Paul Bolin, the guitarist for Columbus metal band Denounce Your Martyr, spoke with The Post before the upcoming free metal show at Casa Nueva.
Although metal lyrics can be difficult to decipher at times, a careful listener may realize Denounce Your Martyr is singing about the video game Dark Souls.
Denounce Your Martyr, a metal band based near Columbus, will be joining fellow Columbus metal band Asylum Effect and Athens bands Watch Them Rot and TFU for a free show at Casa Nueva on Saturday.
Paul Bolin, a guitarist for Denounce Your Martyr, spoke with The Post in a phone interview to discuss screaming in metal, Dark Souls and writing progressive and technical songs.
The Post: Some people are turned off by the screaming used in metal. As a metal band, how do you use it as a vehicle for expression?
Paul Bolin: We play really heavy tunes, so we just really couldn’t find singing to be in our music. …We actually have … two frontmen that scream and they layer things. We’ve always been into music that have that kind of vocals, so it just kind of fit naturally to our style. With all of metal music, it would be weird to sing dark lyrics. Our lyrics aren’t particularly dark and evil. A lot of our lyrics are about a lot of ancient mythologies. … A lot of our other songs are about the video game Dark Souls. We have three songs about that video game. We’re all big fans of it.
A lot of the earlier songs that we had, had a message of “denouncing your martyr,” based on our name. None of us really have a religion, but we’re all very happy people. We’re basically saying you don’t need a religion to enjoy yourself. That’s kind of the message that we originally intended to bring.
P: How exactly did you incorporate Dark Souls into your music?
PB: Our vocalist kind of wrote about the character in the game. The lyrics are basically in the perspective of the main character. A good chunk of us in the band are video game nerds.
P: How would you respond to the misconception that people in metal bands are angry all the time?

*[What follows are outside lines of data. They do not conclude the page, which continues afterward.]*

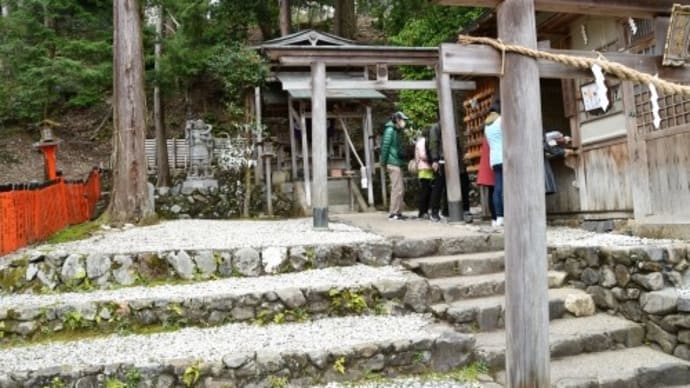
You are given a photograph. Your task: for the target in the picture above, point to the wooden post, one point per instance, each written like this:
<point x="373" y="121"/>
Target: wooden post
<point x="293" y="145"/>
<point x="259" y="170"/>
<point x="319" y="145"/>
<point x="450" y="148"/>
<point x="527" y="306"/>
<point x="285" y="16"/>
<point x="269" y="186"/>
<point x="305" y="153"/>
<point x="637" y="146"/>
<point x="368" y="156"/>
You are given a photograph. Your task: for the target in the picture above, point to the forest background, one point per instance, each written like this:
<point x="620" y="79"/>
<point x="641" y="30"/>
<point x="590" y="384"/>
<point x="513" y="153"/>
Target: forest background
<point x="56" y="65"/>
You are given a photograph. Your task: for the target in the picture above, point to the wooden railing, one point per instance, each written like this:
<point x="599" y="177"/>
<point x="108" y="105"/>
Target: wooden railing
<point x="32" y="212"/>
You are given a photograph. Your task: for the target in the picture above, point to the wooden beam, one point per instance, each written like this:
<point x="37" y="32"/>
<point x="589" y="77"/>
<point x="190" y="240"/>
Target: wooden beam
<point x="379" y="85"/>
<point x="645" y="9"/>
<point x="368" y="157"/>
<point x="482" y="60"/>
<point x="292" y="116"/>
<point x="259" y="169"/>
<point x="527" y="301"/>
<point x="332" y="60"/>
<point x="319" y="146"/>
<point x="305" y="154"/>
<point x="450" y="148"/>
<point x="637" y="149"/>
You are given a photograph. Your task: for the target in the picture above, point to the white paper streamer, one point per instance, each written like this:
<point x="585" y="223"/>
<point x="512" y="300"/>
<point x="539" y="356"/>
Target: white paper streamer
<point x="583" y="30"/>
<point x="654" y="98"/>
<point x="633" y="25"/>
<point x="602" y="90"/>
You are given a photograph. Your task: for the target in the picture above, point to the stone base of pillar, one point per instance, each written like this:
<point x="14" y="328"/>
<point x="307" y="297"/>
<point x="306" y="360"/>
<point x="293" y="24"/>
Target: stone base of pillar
<point x="320" y="218"/>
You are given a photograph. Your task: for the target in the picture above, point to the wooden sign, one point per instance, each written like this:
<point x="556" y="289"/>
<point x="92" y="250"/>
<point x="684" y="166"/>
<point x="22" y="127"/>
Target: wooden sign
<point x="677" y="50"/>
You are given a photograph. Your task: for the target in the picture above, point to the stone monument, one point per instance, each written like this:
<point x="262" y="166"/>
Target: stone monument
<point x="200" y="145"/>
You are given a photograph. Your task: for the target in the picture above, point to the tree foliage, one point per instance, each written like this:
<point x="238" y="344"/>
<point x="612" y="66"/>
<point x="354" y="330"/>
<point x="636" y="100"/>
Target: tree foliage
<point x="54" y="54"/>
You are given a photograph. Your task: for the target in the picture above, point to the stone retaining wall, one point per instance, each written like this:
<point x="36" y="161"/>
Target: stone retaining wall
<point x="648" y="284"/>
<point x="442" y="352"/>
<point x="45" y="271"/>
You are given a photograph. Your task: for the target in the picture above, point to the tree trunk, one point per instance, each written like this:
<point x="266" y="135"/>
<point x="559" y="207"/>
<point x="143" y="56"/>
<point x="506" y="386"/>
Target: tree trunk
<point x="345" y="18"/>
<point x="158" y="112"/>
<point x="527" y="298"/>
<point x="285" y="17"/>
<point x="129" y="200"/>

PB: We’re not angry people whatsoever — music is kind of our release. We kind of put all of our anger out into aggressive music and it keeps us sane. There is some truly angry music out there, but a lot of people scream with a lot of emotion, as opposed to just using their voice.
P: How have you seen the band change since forming?

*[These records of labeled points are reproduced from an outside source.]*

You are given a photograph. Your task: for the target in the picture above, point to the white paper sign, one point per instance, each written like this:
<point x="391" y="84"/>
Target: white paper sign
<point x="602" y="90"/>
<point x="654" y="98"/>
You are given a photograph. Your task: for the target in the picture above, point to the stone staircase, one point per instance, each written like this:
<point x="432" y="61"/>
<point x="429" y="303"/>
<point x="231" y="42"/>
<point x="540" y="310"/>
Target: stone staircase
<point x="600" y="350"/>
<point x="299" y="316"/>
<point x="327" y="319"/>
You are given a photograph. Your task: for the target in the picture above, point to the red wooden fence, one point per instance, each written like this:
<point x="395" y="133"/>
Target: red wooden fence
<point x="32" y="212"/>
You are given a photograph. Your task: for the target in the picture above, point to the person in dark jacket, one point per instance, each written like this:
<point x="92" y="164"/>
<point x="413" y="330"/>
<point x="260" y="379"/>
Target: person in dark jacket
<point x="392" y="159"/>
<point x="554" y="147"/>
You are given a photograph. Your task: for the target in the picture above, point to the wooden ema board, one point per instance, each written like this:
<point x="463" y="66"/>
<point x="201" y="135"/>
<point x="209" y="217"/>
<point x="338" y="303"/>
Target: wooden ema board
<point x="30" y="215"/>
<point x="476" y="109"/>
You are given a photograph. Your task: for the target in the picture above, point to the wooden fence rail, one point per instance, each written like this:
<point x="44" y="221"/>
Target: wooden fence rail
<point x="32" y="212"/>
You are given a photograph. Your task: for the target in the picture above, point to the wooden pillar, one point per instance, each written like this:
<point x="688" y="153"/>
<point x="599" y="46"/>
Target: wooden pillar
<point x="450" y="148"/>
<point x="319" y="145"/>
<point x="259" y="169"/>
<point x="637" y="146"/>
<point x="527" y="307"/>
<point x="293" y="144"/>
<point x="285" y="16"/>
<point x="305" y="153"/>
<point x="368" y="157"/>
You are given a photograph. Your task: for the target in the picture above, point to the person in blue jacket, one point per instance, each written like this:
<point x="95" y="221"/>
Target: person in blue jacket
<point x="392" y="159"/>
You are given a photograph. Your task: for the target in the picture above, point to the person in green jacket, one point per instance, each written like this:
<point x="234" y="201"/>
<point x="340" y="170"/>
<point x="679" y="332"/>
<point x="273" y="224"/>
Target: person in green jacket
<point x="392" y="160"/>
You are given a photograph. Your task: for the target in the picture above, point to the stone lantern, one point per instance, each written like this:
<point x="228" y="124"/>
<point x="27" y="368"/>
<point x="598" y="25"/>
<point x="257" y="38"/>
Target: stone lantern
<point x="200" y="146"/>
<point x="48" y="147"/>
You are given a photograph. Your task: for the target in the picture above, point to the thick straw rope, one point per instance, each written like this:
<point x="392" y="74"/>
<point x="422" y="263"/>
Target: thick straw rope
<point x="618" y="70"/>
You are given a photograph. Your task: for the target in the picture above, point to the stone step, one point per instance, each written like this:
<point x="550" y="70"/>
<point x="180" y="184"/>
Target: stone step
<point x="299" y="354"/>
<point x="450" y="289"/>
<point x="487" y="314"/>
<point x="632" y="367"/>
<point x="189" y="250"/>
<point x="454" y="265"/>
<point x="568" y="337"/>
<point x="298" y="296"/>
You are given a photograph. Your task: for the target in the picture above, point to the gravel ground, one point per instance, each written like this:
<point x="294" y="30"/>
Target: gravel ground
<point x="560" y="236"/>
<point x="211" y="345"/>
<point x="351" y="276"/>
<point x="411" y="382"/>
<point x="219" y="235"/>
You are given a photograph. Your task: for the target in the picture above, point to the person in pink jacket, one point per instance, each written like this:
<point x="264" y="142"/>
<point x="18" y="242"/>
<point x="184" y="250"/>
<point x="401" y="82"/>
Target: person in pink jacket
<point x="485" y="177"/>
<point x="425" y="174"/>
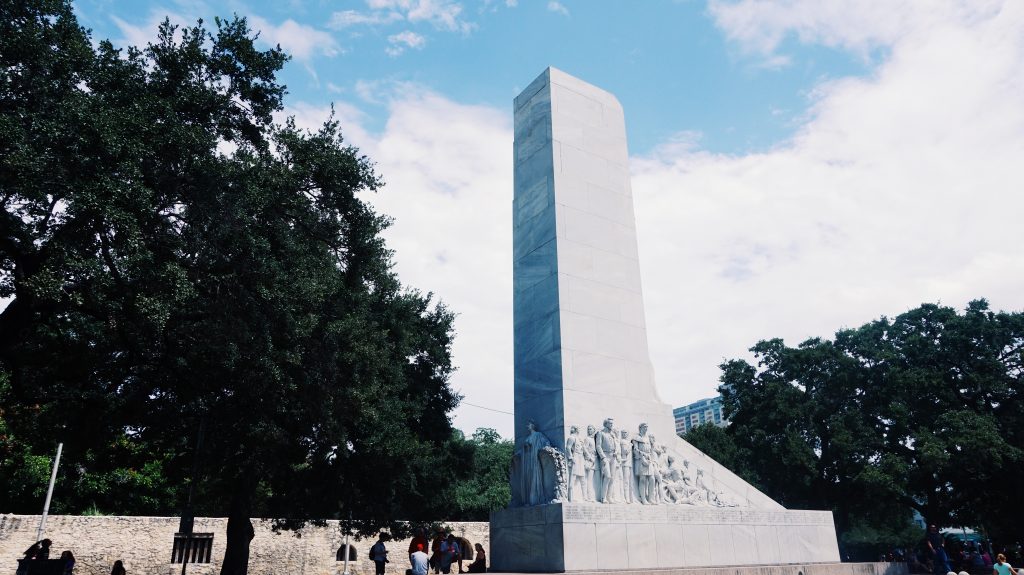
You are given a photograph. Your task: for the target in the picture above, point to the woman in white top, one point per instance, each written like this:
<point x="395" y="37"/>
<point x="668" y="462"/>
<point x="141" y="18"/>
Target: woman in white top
<point x="1000" y="567"/>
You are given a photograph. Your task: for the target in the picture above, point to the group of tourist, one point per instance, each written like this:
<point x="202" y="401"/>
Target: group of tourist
<point x="445" y="553"/>
<point x="634" y="469"/>
<point x="40" y="550"/>
<point x="969" y="558"/>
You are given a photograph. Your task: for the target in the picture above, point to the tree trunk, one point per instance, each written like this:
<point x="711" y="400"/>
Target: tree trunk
<point x="240" y="534"/>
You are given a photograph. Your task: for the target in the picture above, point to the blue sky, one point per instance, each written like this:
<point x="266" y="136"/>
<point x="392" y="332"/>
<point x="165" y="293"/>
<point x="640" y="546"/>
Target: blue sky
<point x="798" y="166"/>
<point x="665" y="60"/>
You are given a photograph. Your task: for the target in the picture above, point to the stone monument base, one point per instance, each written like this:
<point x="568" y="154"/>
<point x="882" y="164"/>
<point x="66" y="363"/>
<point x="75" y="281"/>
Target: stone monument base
<point x="579" y="537"/>
<point x="796" y="569"/>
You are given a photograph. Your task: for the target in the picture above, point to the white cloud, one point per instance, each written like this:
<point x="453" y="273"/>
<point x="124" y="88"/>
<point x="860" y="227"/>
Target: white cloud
<point x="347" y="18"/>
<point x="408" y="39"/>
<point x="902" y="187"/>
<point x="301" y="41"/>
<point x="761" y="26"/>
<point x="558" y="7"/>
<point x="442" y="14"/>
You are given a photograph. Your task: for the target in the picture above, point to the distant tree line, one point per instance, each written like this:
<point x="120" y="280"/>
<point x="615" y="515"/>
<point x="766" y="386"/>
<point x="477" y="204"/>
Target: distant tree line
<point x="924" y="412"/>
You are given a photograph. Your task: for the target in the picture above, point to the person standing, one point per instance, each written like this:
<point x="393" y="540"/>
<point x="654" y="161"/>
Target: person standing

PB: I joined the band (which formed in about late 2012) around July of 2013, so I was the last member. When I started, we were playing a completely different set of songs than we are now. The music has gotten a lot more technical — it’s progressive. We’ve taken a couple of years to write three or four songs because the songs are so intricate it took us a long time. … We’ve gotten tighter playing together and tighter as people.
P: What’s unique about writing a progressive and technical style of metal?
PB: Odd time signatures — it’s not just standard 4/4 rhythm. Everything is a little spastic. It’ll be going like a 4/4, … then we’ll switch to a 6/4 or something like that. Pretty much just using weird scales, just trying to fit as many notes into a part as you can.
P: Was that a form of writing you were already familiar with or did you have to learn to write that way?
PB: We’re all big fans of progressive music, like Rush or metal bands that do it nowadays. Myself, I’m not very music theory-inclined, but our bass player is a theory guy. He can explain music theory better than most people I know. He’s going to school for it so he can read music. He writes the majority of our stuff. We’ll come up with stuff, and he’ll piece it together, so it makes sense.
P: Are you working on any new music right now?
PB: Actually, we are. We’ve been writing constantly. We’ve been in and out of the studio. We’re trying to knock out the songs as we write them instead of having them all together and going at one time. It kind of helps because if we record it then change something, we still have time to go back and fix it. Right now, we’re full-on in the middle of writing a full-length album. We’re about halfway done and about a quarter of the way done from finishing recording it.